Add one more to that short list: the new app from indie publishing juggernaut McSweeney's.
The McSweeney's app launched last week, and it goes for $5.99, which also gets you six month's worth of content; from there on out, six-month-long subscription extensions are $4.99. So far, it's been well worth that initial six bucks: The app not only gives you the daily updates from mcsweeneys.net, formatted for easy reading on the iPhone, but it also includes Small Chair, a catch-all section that delivers "a multimedia weekly selection from all branches of the McSweeney's family," be it a story from the new McSweeney's quarterly or a film from the Wholphin DVD or an interview from the Believer magazine.
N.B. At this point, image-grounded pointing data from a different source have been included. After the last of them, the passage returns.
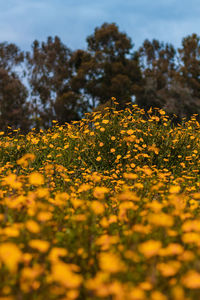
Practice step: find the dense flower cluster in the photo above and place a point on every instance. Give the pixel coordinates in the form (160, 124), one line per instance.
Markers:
(104, 208)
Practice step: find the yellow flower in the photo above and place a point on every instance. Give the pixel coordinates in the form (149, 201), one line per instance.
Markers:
(161, 219)
(98, 158)
(32, 226)
(174, 189)
(99, 192)
(36, 178)
(130, 131)
(150, 248)
(191, 280)
(63, 274)
(169, 269)
(97, 207)
(110, 262)
(40, 245)
(10, 255)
Last week, the app launched with "Raw Water," a story by Wells Tower from McSweeney's 32; today, I woke up to find an excellent short film by Spike Jonze, Lance Bangs, and Catherine Keener, Maurice at the World's Fair, in which Where the Wild Things Are author Maurice Sendak tells a totally charming and hilarious story about his childhood that's brought to life by Jonze, et al.
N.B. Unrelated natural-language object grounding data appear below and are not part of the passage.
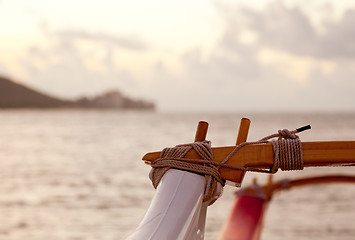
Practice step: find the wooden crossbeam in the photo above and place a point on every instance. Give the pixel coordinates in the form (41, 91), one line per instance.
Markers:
(262, 156)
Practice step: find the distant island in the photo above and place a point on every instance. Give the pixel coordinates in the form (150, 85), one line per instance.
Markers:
(15, 95)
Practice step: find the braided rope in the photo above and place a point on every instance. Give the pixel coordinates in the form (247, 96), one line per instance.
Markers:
(287, 156)
(174, 158)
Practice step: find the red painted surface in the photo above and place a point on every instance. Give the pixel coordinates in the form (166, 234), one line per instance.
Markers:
(245, 219)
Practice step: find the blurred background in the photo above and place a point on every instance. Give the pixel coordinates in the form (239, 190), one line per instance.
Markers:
(88, 87)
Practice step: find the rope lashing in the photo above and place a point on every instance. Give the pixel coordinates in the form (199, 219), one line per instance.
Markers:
(174, 158)
(287, 156)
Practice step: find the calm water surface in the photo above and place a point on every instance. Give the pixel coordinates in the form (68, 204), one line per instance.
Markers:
(77, 175)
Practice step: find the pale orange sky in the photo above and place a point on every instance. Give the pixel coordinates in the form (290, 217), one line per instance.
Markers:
(216, 55)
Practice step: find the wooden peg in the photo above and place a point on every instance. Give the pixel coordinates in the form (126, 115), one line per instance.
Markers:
(237, 176)
(201, 131)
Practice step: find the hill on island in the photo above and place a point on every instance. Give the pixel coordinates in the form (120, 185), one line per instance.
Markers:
(15, 95)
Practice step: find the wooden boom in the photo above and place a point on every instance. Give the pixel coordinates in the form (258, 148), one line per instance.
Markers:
(262, 156)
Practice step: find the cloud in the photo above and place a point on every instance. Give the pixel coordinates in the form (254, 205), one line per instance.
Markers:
(76, 62)
(290, 29)
(307, 69)
(271, 59)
This Small Chair stuff that gets beamed to your phone isn't accessible online—making the app's subscription cost feel pretty middling when you consider that the only other way to get these stories and films and whatever else is to cough up for full subscriptions to McSweeney's, Wholphin, and the Believer. What's more, even if you decide not to renew your Small Chair subscription once the six months are up, the McSweeney's app will still function as a quick, easily readable shortcut to the daily content on mcsweeneys.net.
So yeah. McSweeney's is great. Their app is great, too. You should probably buy it.